I use OpenCL (under Ubuntu) to query the available platforms, which yields one platform, with
CL_PLATFORM_PROFILE: FULL_PROFILE
CL_PLATFORM_VERSION: OpenCL 2.1 AMD-APP (3143.9)
CL_PLATFORM_NAME: AMD Accelerated Parallel Processing
CL_PLATFORM_VENDOR: Advanced Micro Devices, Inc.
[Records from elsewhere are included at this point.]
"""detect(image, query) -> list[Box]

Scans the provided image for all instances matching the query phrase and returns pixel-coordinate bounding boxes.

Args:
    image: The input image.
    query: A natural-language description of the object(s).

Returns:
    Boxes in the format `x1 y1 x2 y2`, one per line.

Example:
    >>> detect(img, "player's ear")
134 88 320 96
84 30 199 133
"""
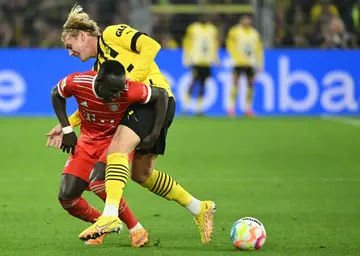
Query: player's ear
80 31 86 42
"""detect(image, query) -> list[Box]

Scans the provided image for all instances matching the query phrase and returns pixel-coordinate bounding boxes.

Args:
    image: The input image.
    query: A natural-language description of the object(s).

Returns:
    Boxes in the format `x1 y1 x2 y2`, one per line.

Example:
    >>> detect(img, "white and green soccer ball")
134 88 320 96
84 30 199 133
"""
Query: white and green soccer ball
230 217 266 250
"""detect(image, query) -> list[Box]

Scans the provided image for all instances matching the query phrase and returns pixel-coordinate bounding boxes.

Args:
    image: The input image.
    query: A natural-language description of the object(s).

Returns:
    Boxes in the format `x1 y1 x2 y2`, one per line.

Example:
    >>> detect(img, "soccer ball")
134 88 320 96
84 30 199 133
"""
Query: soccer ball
230 217 266 250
Which offers one device, which I query with:
cl_device_id device = devices[ j ];
cl_uint units = -1;
cl_device_type type;
size_t lmem = -1;
cl_uint dims = -1;
size_t wisz[ 3 ];
size_t wgsz = -1;
size_t gmsz = -1;
err = clGetDeviceInfo( device, CL_DEVICE_NAME, sizeof(name), name, 0 );
err = clGetDeviceInfo( device, CL_DEVICE_NAME, sizeof(vend), vend, 0 );
err = clGetDeviceInfo( device, CL_DEVICE_MAX_COMPUTE_UNITS, sizeof(units), &units, 0 );
err = clGetDeviceInfo( device, CL_DEVICE_TYPE, sizeof(type), &type, 0 );
err = clGetDeviceInfo( device, CL_DEVICE_LOCAL_MEM_SIZE, sizeof(lmem), &lmem, 0 );
err = clGetDeviceInfo( device, CL_DEVICE_MAX_WORK_ITEM_DIMENSIONS, sizeof(dims), &dims, 0 );
err = clGetDeviceInfo( device, CL_DEVICE_MAX_WORK_ITEM_SIZES, sizeof(wisz), &wisz, 0 );
err = clGetDeviceInfo( device, CL_DEVICE_MAX_WORK_GROUP_SIZE, sizeof(wgsz), &wgsz, 0 );
CHECK_CL
err = clGetDeviceInfo( device, CL_DEVICE_GLOBAL_MEM_SIZE, sizeof(gmsz), &gmsz, 0 );
CHECK_CL
if ( type == CL_DEVICE_TYPE_GPU )
device_id = device;
printf( " %s %s with [%d units] localmem=%zu globalmem=%zu dims=%d(%zux%zux%zu) max workgrp sz %zu", name, vend, units, lmem, gmsz, dims, wisz[0], wisz[1], wisz[2], wgsz );
Which gives me:
gfx1012 gfx1012 with [11 units] localmem=65536 globalmem=8573157376 dims=3(1024x1024x1024) max workgrp sz 256
The CL_DEVICE_MAX_COMPUTE_UNITS value of 11 worries me.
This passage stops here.